“妹子,那你直接和哥说吧,你想要我怎么干。这事儿听着也太离奇了,不过我是信的。你是打咱这酒吧嫁出去的,瞧见没?哥还往墙上挂着你画的世界名画呢,心里一直就是有你的。”
胡新成诚心诚意地说。这时看他那模样何止不像个流氓?更像一个正听亲妹妹讲述家事的老大哥,并为妹妹的不幸遭遇扼腕叹息,随时能气到拍案而起。
鞠小凤颇有些感动了。离开家乡,意味她在世上再也没了亲人。老家的那一家子要她的钱时眉头也不皱一下,拿了钱以后就会开始抱怨她那钱赚得不干净,说的话叫一个难听,他们何止不像亲人?压根就不像人!
离家后,鞠小凤只回家过过一个春节,那之后,家的概念在意识里就逐渐淡泊了,时至今日,她有充分的理由相信,父母对她的生养之恩她早就还清了,甚至还翻了倍,所以成功嫁给盛悦董事长后,她给村里的村长发了封声明信,一次性付清三十万块钱,从此和那座贫瘠的村庄断绝关系,两不相欠。
发声明的那天,她鞠小凤就算是从一片恶土中拔根了,鞠家清明节给老祖宗上坟也好,家里出了红白喜事也好,都不要再惦记着她,她也不会再给他们掏一分钱了。
嫁给高允之后,鞠小凤以为她终于能拥有一个属于自己的温馨小家了,谁知她是一脚踩进了深渊,高家之可怕,她原生的家庭可完全不能比!

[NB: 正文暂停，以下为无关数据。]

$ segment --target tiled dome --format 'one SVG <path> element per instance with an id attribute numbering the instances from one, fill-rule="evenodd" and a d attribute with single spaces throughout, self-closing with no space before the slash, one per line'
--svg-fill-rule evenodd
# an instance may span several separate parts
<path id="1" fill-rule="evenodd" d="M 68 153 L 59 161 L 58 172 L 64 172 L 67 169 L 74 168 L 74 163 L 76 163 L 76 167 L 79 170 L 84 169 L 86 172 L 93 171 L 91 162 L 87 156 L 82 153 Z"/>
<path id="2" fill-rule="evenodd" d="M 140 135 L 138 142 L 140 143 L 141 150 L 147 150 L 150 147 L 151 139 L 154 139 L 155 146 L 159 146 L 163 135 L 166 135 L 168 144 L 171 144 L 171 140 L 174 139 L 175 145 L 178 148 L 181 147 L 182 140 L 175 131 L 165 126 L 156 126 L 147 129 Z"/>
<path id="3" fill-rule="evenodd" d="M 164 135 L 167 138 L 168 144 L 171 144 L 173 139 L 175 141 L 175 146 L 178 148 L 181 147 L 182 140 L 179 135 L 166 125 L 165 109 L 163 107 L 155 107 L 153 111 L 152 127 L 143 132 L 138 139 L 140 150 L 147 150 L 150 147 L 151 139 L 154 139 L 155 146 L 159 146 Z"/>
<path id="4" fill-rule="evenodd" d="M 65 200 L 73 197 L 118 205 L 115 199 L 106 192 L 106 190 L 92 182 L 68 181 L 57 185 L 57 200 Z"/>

如今落难时找到胡新成,他能表现得如此体贴,竟又给了鞠小凤那种久违的、回家的感觉。
她不禁暗暗责怪自己,怎么能嫌弃这酒吧肮脏,以至于两年都没再回来看过一眼呢?俗话说人走茶凉,皮哥一开始拉脸子给她看,不全得怨她自己吗?就算高允禁止,平时暗地里和人家走动走动,关系也肯定是能维持的。
这时再套近乎也不迟,反正胡新成和她还没生疏到打对面撞见也不认识的程度,胡新成是愿意帮她的。
“皮哥,”鞠小凤笑得特别甜,甜到不含一点杂质,胡新成也止不住心中一颤。可他的心就是冷硬的,谁也不可能把那颗块血糊糊的石头捂热,一转眼他那种秃鹰似的狠辣就又悄悄爬进了瞳孔里。
“怎么说?”
“嗯,是这样的。我呢,给高允布了个迷魂阵。我没给他看那张照片,而是把照片内容画成了一幅画。经过这一转折,他摸不清我的底细,不知道我到底掌握了他多大的秘密,而这就是我来找你的原因。”
“小凤,我要是没听错,幸福林诊所你其实打很早起就没去过了对吧?”
“是啊是啊,我就只是在很多年前去咨询过一次,本来要交诊费的,结果突然听说一个熟人也在那看病,立即就打消主意走了。可我万万没料到,几年后高允会出现在那里,他……”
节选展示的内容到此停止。